Adorned in a plum-colored suit and pea-green fedora, Costello remained reserved but opened up about family history. He framed the predominantly acoustic set with personal tales, lending context to multiple songs. The Tin Pan Alley shuffle "Jimmie Standing in the Rain" and melancholic ballad "Last Boat Leaving" referenced his grandfather, a former ship musician, while "Veronica" paid tribute to his grandmother. He even cleverly addressed his famous "angry young man" identity through the lens of old-world relatives, which he declared hotter-tempered.

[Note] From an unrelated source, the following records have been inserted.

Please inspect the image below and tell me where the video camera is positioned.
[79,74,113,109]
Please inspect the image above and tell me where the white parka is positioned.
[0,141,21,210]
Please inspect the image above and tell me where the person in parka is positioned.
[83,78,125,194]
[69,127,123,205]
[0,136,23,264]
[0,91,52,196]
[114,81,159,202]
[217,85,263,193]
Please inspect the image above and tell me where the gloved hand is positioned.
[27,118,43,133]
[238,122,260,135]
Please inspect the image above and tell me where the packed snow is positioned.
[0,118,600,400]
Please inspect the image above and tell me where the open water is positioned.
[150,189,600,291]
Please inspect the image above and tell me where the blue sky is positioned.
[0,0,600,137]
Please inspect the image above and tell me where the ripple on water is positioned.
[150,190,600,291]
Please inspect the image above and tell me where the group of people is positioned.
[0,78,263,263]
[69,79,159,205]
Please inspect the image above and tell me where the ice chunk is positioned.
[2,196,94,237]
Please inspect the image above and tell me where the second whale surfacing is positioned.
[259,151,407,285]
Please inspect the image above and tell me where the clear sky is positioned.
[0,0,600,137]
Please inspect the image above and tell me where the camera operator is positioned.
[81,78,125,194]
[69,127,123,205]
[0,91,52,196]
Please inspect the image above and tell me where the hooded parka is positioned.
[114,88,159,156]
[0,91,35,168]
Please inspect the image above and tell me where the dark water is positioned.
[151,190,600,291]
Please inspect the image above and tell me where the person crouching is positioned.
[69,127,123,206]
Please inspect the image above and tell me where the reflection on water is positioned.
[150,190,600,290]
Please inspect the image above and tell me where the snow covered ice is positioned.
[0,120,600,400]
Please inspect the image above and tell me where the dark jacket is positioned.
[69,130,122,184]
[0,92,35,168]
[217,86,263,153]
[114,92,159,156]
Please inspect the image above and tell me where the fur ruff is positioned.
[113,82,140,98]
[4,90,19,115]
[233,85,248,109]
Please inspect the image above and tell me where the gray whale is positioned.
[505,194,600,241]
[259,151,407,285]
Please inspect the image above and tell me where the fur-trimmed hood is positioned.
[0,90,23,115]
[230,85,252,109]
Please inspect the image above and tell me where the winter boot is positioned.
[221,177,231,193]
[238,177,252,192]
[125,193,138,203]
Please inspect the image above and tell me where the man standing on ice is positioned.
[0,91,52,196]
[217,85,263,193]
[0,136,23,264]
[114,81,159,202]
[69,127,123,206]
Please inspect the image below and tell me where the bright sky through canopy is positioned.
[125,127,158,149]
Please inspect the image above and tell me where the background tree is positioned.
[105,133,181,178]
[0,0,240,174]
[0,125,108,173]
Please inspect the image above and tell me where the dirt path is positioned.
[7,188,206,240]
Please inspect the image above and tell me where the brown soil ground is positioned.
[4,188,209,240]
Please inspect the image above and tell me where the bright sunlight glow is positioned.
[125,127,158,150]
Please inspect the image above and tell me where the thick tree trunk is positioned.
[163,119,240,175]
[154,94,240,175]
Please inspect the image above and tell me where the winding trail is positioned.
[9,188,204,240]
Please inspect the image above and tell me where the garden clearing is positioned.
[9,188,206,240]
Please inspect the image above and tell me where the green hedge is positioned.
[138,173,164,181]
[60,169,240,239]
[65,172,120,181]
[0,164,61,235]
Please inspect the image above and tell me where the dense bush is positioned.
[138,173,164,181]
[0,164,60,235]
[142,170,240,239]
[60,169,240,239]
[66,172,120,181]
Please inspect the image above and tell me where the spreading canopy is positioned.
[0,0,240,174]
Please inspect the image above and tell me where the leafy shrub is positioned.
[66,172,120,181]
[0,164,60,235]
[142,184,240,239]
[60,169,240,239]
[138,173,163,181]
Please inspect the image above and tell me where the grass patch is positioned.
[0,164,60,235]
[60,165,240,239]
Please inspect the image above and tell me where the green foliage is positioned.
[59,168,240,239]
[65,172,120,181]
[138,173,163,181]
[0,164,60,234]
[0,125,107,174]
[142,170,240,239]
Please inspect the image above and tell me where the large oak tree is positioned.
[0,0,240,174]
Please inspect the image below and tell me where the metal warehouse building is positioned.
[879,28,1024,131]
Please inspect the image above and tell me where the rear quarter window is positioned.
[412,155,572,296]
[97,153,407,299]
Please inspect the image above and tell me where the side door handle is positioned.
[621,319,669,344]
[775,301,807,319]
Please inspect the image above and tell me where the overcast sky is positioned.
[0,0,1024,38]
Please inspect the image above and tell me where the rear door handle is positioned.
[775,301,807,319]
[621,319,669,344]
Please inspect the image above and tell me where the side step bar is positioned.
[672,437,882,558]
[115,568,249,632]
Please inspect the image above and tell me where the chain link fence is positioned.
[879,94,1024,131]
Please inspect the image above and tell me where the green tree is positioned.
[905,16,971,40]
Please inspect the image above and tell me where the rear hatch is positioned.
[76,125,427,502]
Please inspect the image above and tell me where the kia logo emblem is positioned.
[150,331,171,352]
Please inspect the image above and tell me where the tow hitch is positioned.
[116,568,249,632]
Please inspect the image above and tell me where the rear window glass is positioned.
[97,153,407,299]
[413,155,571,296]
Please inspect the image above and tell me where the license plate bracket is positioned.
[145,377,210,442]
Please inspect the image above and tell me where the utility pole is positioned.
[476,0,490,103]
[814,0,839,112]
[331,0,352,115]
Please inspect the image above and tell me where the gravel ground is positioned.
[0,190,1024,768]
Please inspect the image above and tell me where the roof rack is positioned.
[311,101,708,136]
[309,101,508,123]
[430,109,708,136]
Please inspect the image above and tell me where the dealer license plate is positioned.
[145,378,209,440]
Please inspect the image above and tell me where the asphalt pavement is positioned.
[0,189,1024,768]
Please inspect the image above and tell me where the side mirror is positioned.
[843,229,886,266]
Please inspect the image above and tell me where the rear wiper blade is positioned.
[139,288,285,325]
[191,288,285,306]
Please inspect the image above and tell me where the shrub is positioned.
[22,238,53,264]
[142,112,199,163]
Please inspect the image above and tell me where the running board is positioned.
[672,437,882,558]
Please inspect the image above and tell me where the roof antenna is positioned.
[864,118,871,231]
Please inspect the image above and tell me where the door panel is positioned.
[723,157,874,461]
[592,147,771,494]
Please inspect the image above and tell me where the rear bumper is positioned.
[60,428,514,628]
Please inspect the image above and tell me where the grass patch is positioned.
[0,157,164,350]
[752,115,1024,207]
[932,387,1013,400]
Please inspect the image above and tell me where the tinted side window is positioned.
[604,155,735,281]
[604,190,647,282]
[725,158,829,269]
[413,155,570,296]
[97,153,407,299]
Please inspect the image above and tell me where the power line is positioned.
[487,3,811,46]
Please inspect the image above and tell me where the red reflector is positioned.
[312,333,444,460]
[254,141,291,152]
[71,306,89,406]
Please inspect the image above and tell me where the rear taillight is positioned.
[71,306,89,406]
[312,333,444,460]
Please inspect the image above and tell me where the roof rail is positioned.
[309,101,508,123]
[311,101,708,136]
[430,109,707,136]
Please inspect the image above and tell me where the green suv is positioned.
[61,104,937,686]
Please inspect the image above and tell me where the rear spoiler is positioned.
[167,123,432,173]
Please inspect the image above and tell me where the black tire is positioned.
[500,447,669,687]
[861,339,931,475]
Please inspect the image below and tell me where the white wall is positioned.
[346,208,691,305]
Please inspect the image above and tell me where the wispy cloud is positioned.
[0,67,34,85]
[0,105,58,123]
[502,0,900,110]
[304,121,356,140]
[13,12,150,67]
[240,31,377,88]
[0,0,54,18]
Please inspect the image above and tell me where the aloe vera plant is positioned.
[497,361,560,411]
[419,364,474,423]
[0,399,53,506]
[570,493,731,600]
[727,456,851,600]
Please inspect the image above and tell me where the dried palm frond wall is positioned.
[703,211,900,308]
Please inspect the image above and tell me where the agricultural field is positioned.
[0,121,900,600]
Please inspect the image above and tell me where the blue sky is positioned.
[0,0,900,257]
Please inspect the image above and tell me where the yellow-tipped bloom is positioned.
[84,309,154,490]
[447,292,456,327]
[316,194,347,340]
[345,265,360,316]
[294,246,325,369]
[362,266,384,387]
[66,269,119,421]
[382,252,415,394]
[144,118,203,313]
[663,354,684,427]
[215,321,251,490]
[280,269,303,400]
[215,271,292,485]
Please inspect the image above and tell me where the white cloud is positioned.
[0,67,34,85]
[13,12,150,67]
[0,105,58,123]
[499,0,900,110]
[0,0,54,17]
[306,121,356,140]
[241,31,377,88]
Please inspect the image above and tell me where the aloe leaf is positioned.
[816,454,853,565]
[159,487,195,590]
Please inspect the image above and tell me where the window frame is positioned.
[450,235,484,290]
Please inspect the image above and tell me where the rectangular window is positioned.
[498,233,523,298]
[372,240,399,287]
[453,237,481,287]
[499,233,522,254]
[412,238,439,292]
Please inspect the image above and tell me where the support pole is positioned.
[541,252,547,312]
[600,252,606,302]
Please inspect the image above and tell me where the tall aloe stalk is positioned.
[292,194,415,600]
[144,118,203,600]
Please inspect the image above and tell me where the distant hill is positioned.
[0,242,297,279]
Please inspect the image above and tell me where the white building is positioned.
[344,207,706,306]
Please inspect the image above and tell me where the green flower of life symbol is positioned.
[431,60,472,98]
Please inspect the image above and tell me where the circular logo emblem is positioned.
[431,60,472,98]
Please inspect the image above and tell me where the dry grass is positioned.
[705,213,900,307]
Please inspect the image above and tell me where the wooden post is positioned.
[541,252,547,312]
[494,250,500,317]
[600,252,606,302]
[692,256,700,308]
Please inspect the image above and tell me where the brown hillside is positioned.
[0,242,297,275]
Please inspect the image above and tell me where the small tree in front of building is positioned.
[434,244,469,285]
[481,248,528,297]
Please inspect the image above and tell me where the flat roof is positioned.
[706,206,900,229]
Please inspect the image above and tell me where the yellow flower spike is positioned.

Yet the person foremost on Costello's mind was his late father. Mentioning the trumpeter/singer on several occasions, the 59-year-old recalled apprenticing with his dad's bands in Northern England before rhyming through the cabaret-themed "Ghost Train," an obscure B-side from 1980. The patriarch's influence — and death — extended to Costello's recurring interest in the passage of time. A cover of Richard Thompson's bleak "The End of the Rainbow" and "The Last Year of My Youth," a song Costello wrote just a week ago, tackled such issues with unflinching honesty. He played it twice, with the initial acoustic rendition registering as submissive and the electric more resilient.
Indeed, even when confronting threatening social and political tension ("Come the Meantimes," "Shipbuilding") Costello rarely sounded defeated. Refusing to obtain satisfaction from mundane nostalgia like many contemporaries, he discovered bold protest in machine-gunned rhythms ("King Horse"), innocent romance in whistled melodies (the 1930s jazz ditty "Walkin' My Baby Back Home") and renewed faith in surprise celebrations ("Radio Soul," an unreleased early version of his hit "Radio Radio"). In reflecting a dedication to tracing and reshaping music's ongoing lines of communication, Costello found truth in them all.